It’s no secret that attending networking events is essential to every business person’s success. In order to spread the word about yourself or your business, you need to get out and meet people – and a networking event is the best platform to accomplish this. Meeting people and personally telling them about what you do, and how you can help others with your products or expertise is the best brand representation you can employ.
Yet, when you ask most people how much they like networking events, they’ll tell you they’d rather do most anything than make small talk with a room full of strangers.
It doesn’t take extreme introversion to dislike networking events — even for an extrovert they can be hard work. Although endless chitchat can be easy for some people, most of us find it tedious after awhile, especially when there’s work attached to it. And even for those who readily get started, it’s not fun to try to keep a conversation going with someone who’s hard to connect with, as we stretch to fill awkward silences.
Here are some tips to make a networking conversation start and flow with less effort.
Avoid lingering with friends and established contacts
Whenyou arrive at a networking event, avoid gravitating to people you know. The whole purpose of going to these events is to meet new people and find prospects – and sticking with old ones kind of defeats your main purpose. You should initially thank the host and then immediately find someone new to introduce yourself to. This will help keep you in the right frame of mind as to why you came.
The only acceptable reason for sticking close to your friends/acquaintances is when they introduce or refer you to someone they know whom they know you will be able to help with your products and services.
Three, two, one – who must you gravitate to?
Not sure who to approach? Follow these general rules:
- Three or more? Approach with care. – Never try to barge into a group of four or more people. Come along side of the group, but do not attempt to enter into the discussion until you’ve made eye contact with everyone and a minimum of two other people in the group have said something.
- Two? Avoid. – Do not approach two people who are talking, as you may be interrupting an important discussion.
- One – The ideal. – Initiate conversation with someone who is standing by themselves. They’ll be happy to have someone to talk to them and, as a result, will many times open up with valuable information.
Start by asking for advice
Asking for advice can be both a conversation starter, and a useful way to get helpful information. If the person you’re talking to has attended the event before, ask what they thought was helpful about it, or what other events they attend. Or you can ask them for unrelated advice on common interests like a restaurant or movie suggestion. These kinds of questions can get the conversation flowing naturally and illuminate common interests. As an additional plus, it feels good to have your opinion requested.

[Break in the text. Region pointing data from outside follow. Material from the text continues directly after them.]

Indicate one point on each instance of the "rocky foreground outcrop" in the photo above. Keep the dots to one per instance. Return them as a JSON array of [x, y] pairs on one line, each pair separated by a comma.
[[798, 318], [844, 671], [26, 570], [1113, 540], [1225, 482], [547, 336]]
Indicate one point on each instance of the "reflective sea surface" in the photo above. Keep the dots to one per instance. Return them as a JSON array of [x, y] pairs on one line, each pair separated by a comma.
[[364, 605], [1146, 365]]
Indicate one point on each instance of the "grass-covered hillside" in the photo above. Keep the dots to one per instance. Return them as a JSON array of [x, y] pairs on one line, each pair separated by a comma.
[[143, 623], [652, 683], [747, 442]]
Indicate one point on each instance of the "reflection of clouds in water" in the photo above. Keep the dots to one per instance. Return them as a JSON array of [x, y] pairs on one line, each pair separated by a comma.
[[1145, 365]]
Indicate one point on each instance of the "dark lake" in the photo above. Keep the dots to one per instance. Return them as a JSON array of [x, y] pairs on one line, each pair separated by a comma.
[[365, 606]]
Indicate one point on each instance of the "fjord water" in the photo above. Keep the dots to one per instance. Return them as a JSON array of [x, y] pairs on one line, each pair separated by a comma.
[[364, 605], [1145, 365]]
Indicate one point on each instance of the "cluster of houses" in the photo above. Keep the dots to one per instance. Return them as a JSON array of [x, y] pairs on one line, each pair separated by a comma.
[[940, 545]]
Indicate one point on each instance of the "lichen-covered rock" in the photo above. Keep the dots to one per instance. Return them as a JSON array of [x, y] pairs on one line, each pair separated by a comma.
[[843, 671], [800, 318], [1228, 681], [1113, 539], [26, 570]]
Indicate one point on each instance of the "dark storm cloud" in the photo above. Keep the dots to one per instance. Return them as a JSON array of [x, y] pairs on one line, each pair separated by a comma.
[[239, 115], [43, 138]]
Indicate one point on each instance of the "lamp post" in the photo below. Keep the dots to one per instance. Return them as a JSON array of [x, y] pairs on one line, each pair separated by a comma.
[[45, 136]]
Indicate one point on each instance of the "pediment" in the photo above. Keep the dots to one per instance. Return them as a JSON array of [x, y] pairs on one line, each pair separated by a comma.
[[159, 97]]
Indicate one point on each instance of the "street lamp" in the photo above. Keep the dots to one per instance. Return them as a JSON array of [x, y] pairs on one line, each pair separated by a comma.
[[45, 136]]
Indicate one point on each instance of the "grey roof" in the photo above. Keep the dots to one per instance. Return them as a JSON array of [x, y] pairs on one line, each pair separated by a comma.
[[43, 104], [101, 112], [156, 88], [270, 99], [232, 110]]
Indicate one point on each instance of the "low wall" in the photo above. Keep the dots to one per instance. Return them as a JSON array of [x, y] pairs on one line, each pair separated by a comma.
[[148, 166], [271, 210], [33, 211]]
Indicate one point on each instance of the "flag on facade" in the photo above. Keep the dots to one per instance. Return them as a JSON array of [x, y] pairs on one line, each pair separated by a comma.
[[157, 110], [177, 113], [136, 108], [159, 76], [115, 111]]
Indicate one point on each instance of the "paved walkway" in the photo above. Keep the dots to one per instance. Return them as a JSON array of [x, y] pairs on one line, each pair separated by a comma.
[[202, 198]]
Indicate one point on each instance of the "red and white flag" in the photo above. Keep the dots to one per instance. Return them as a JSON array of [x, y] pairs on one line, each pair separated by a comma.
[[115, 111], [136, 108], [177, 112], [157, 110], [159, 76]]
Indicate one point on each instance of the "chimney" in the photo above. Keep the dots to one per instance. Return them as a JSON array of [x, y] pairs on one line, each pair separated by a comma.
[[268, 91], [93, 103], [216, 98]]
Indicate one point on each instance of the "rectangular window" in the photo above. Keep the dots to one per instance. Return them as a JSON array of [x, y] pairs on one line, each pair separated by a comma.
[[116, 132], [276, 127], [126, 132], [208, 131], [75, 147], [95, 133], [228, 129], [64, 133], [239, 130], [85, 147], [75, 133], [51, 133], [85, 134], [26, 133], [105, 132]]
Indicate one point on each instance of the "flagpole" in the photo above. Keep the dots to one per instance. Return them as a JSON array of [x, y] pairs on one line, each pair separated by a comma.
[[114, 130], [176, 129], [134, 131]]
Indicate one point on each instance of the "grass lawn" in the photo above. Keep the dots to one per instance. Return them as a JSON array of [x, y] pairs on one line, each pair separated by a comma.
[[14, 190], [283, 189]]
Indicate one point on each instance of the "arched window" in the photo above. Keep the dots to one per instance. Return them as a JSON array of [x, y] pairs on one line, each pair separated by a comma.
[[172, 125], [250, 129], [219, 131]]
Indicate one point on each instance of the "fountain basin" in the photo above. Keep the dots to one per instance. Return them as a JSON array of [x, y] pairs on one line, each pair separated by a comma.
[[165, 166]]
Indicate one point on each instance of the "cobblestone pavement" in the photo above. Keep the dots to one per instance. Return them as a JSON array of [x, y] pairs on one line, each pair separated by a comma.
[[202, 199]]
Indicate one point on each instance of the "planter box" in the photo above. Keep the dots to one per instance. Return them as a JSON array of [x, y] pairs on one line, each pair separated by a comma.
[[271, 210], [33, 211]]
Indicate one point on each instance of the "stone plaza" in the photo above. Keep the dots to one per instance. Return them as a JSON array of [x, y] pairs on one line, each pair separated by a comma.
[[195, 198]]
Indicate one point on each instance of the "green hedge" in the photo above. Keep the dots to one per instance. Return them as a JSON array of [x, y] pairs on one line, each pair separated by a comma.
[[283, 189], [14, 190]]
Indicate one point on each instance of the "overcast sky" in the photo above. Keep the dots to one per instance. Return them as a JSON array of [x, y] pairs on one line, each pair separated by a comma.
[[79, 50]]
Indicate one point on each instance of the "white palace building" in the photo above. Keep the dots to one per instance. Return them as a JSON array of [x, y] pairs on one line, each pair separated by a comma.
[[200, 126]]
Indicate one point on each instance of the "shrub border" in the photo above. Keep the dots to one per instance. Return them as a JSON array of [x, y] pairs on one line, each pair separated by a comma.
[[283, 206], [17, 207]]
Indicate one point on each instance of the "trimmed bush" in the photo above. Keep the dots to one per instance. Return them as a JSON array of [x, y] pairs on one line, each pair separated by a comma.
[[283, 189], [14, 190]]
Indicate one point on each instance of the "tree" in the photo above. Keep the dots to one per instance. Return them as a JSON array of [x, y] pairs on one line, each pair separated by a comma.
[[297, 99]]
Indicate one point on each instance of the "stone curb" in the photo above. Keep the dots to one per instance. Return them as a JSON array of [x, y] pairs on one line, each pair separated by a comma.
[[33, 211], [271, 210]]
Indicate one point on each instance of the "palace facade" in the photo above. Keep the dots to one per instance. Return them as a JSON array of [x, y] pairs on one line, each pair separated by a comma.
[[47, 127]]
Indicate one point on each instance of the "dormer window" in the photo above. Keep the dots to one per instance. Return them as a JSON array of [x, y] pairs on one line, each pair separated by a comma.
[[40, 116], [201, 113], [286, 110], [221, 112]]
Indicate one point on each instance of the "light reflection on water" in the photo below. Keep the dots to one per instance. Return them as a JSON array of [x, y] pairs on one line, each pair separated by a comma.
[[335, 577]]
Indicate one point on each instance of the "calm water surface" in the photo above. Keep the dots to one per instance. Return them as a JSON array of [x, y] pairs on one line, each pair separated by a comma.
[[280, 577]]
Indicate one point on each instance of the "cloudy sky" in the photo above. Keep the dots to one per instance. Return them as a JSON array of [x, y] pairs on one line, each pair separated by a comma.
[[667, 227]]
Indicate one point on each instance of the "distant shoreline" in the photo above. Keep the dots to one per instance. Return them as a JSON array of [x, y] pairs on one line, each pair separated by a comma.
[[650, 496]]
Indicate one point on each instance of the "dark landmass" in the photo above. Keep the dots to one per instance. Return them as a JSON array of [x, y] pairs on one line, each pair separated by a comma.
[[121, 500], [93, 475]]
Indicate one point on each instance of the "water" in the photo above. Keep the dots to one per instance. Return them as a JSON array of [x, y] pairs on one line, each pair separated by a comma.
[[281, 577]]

One last tip – be confident.
The most confident person in the room holds the most influence. If you go to a network event and you’re not sure what to do, you’re not confident, you’re feeling super awkward and you ultimately spend the whole night just standing next to that tree, people will notice. Own the fact that you’re there. You have just as much a right as anyone else to be there. You are interesting. People do want to talk to you. And there’s nothing awkward about this.